前回の犯人と警察の怨恨の線が犯行の動機となっている。
それ自体、大したアイデアではないが、意表を突かれた感じはある。
まず、昔の「新幹線大爆破」では、冒頭から国鉄&警察側と犯人側をカットバックで描いていたのだが、今回の映画は前半は犯人側をほとんど描かずに進み、ひたすら新幹線内とJR東日本のパニックぶりを見せていくのが本当に素晴らしい。
だから臨場感が損なわれないのだ。
犯人側を描いてしまったために臨場感が損なわれた1975年のオリジナル映画の欠点をしっかり修正してきているといえる。

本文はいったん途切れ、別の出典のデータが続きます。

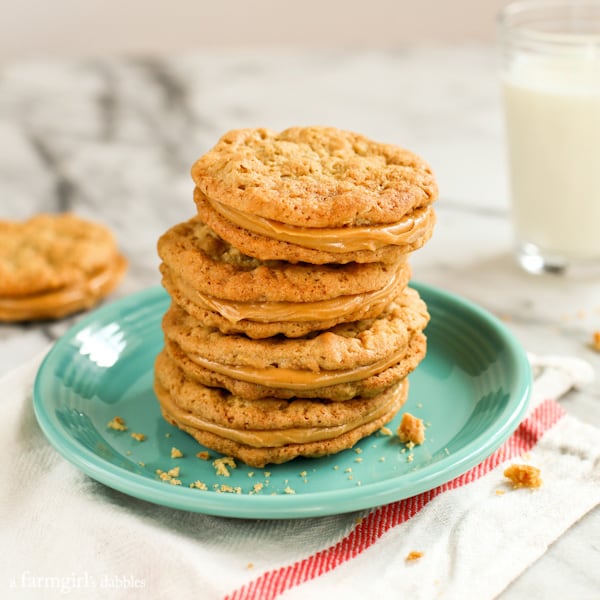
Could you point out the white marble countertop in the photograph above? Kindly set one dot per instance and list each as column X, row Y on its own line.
column 114, row 140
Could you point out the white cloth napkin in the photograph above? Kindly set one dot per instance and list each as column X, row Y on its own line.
column 64, row 535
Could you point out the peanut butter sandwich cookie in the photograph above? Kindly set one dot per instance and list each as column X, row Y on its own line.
column 270, row 430
column 217, row 284
column 315, row 194
column 55, row 265
column 361, row 357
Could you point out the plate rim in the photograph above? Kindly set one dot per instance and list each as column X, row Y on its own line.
column 280, row 506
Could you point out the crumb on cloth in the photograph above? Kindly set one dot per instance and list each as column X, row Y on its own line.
column 523, row 476
column 413, row 555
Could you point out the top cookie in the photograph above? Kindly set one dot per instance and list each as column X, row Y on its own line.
column 314, row 177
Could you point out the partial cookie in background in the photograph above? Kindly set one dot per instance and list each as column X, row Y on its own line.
column 55, row 265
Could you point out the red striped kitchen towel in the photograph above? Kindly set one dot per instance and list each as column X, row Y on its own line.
column 66, row 534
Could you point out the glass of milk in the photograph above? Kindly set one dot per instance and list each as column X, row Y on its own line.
column 551, row 92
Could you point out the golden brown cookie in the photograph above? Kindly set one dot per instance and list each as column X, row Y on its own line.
column 306, row 428
column 366, row 387
column 266, row 241
column 62, row 302
column 314, row 177
column 345, row 354
column 223, row 288
column 54, row 265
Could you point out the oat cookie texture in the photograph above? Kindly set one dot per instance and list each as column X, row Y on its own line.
column 292, row 327
column 53, row 265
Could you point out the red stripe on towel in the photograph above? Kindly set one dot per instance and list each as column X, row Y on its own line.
column 273, row 583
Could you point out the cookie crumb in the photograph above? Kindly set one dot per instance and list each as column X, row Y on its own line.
column 596, row 341
column 199, row 485
column 411, row 430
column 117, row 423
column 413, row 555
column 523, row 476
column 221, row 464
column 169, row 476
column 229, row 489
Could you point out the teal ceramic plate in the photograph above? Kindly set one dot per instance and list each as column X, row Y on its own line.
column 471, row 390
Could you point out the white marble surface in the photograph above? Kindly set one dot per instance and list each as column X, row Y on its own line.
column 114, row 139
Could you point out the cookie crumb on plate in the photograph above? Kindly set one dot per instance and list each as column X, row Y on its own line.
column 411, row 430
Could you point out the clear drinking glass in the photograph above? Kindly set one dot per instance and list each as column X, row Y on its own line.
column 551, row 93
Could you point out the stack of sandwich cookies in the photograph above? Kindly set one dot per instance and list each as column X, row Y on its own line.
column 281, row 341
column 54, row 265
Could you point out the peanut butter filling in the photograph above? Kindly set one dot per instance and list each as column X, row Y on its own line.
column 277, row 312
column 342, row 239
column 278, row 437
column 296, row 379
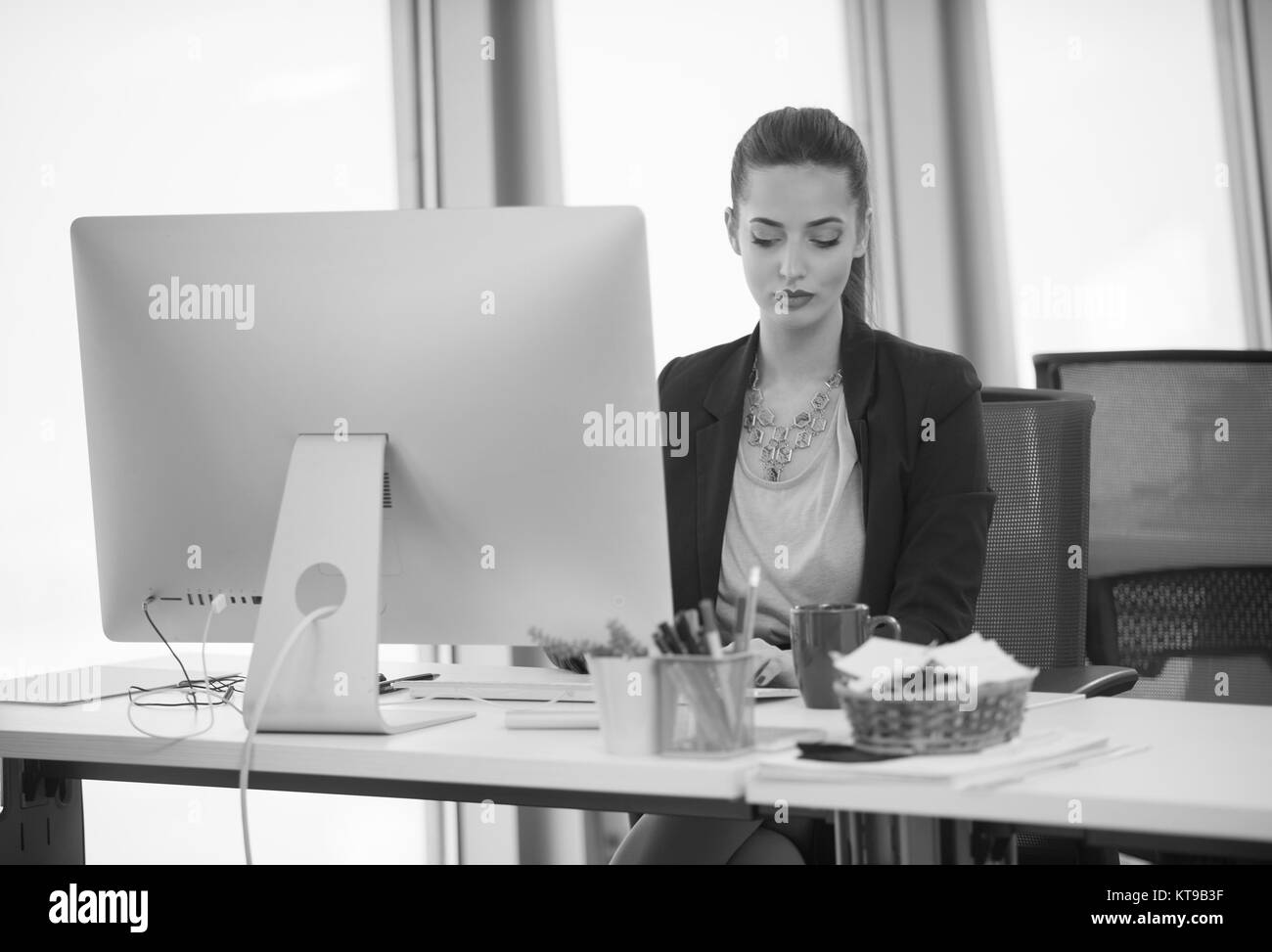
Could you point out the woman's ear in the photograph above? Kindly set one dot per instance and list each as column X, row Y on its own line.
column 732, row 228
column 864, row 238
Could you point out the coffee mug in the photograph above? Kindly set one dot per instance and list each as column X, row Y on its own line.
column 819, row 629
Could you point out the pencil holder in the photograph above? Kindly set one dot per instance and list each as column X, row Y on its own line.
column 626, row 693
column 704, row 709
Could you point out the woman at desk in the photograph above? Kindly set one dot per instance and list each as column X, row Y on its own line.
column 847, row 462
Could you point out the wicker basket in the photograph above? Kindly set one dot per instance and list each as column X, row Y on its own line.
column 899, row 726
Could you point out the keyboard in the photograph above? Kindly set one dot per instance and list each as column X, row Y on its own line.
column 543, row 691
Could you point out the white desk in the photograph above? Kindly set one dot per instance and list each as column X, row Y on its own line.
column 1219, row 792
column 1207, row 775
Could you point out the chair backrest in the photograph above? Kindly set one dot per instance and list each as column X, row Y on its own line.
column 1181, row 517
column 1033, row 589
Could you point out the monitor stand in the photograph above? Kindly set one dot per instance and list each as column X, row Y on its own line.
column 327, row 551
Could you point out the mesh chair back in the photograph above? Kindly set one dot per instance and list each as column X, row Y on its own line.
column 1181, row 517
column 1033, row 589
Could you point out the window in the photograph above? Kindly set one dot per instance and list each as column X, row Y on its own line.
column 1118, row 214
column 654, row 97
column 154, row 109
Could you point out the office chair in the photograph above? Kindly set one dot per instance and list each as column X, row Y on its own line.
column 1033, row 588
column 1181, row 575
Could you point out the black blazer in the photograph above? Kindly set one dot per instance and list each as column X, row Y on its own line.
column 928, row 502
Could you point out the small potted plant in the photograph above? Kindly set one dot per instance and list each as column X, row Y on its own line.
column 622, row 676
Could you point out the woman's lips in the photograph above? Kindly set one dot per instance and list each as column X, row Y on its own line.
column 794, row 301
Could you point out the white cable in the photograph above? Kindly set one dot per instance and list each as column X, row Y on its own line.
column 259, row 709
column 217, row 608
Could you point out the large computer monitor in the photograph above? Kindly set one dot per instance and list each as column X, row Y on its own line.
column 504, row 354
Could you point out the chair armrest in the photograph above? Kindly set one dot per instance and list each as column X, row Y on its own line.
column 1089, row 681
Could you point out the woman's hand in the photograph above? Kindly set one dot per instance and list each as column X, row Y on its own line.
column 775, row 667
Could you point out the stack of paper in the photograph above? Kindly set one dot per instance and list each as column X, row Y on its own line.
column 999, row 764
column 889, row 667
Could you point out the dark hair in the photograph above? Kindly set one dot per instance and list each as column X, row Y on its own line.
column 813, row 136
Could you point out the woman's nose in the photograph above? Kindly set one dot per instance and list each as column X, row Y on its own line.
column 793, row 263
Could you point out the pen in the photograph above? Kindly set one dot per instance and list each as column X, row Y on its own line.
column 673, row 643
column 749, row 627
column 686, row 633
column 700, row 642
column 710, row 627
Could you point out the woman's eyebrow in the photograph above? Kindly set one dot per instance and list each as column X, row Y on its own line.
column 810, row 224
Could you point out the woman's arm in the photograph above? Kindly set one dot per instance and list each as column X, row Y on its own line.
column 948, row 509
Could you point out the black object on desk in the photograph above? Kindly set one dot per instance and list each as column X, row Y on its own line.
column 395, row 684
column 840, row 752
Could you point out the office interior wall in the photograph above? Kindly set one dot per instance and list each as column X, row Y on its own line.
column 161, row 109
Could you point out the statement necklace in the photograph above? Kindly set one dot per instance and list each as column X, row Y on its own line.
column 784, row 440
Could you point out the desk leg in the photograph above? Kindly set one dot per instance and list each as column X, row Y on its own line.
column 41, row 819
column 886, row 839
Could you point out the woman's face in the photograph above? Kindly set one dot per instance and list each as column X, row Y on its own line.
column 797, row 231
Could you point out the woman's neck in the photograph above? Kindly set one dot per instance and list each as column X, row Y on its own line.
column 790, row 358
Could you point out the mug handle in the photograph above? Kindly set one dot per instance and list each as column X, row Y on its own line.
column 885, row 621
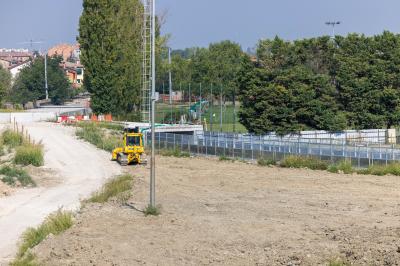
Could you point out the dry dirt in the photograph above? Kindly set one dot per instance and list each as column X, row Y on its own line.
column 224, row 213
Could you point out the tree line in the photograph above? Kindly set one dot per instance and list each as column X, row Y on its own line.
column 321, row 83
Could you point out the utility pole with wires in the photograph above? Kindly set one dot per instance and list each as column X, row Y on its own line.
column 333, row 24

群衆パニック映画の多くが陥りがちな「そんなことになるかいな」「そんな偶然あるかいな」「そんな都合良い人物が乗ってますかいな」も少し匂うのだが、先に述べたようにギリギリのリアリティラインで踏みとどまる。
例えば、爆弾の存在を知らされた乗客たちのパニックぶり。
日本国民の乗客が果たしてあんなにワーワー騒ぐものかどうか疑問なのだが、そこをギリギリの線でやりすぎずに不快になる手前で押しとどまる。
あのYouTuberみたいな乗客(要潤)が偶然乗っていて、あんな配信を始めて、それで日本中から金が集まるみたいななかなかのトンデモ展開も、あり得ないのだけれど、ギリギリ何とかやりすぎずに踏みとどまる。
犯人にしても、その犯行動機や犯行のやり口が冷静に考えるとあり得ないのだが、そんなこともフィクション作品だから今の時代あってもいいかと何だかギリギリこれでも良いような線で踏みとどまる。
つまり、何とかギリギリのリアリティを保ちつつ2時間ちょい、観させるのだ。
これはなかなかの手腕だと思う。
庵野秀明の影響をもろに受けた画作りや、テロップの出し方、演出なども、イヤな感じにならないギリギリのところで押さえているし、いやぁ今までの樋口真嗣監督作の中でいちばん良いのではないだろうか。
勿体ないのは冒頭のタイトルバックの位置。
映画冒頭がいきなりタイトルバックから始まっているのだが、そうではなく、1975年のオリジナル版と同様、物語が始まって5分ぐらい経って、犯人からJR東日本に電話が掛かってきて、斉藤工の「え?爆弾?」みたいなセリフがあって、その直後にドーンと「新幹線大爆破」のタイトルが出て、音楽と共にあの格好いいミッションインポッシブル風のタイトルバックが流れたら、今より100倍格好いい映画だったと思う。
役者でいうと、運転手役ののん(能年玲奈)がとても良い。
あと犯人役の役者も大変良いと思った。
余談だが、JR東日本の全面協力で作られたというこの映画、JR東海に怨みでもあるのだろうか。
いや、確実にあるのだろう。
JR東日本とJR東海の仲の悪さを感じる素晴らしい展開が最後の方に待ってるのもたいへん面白い(苦笑)。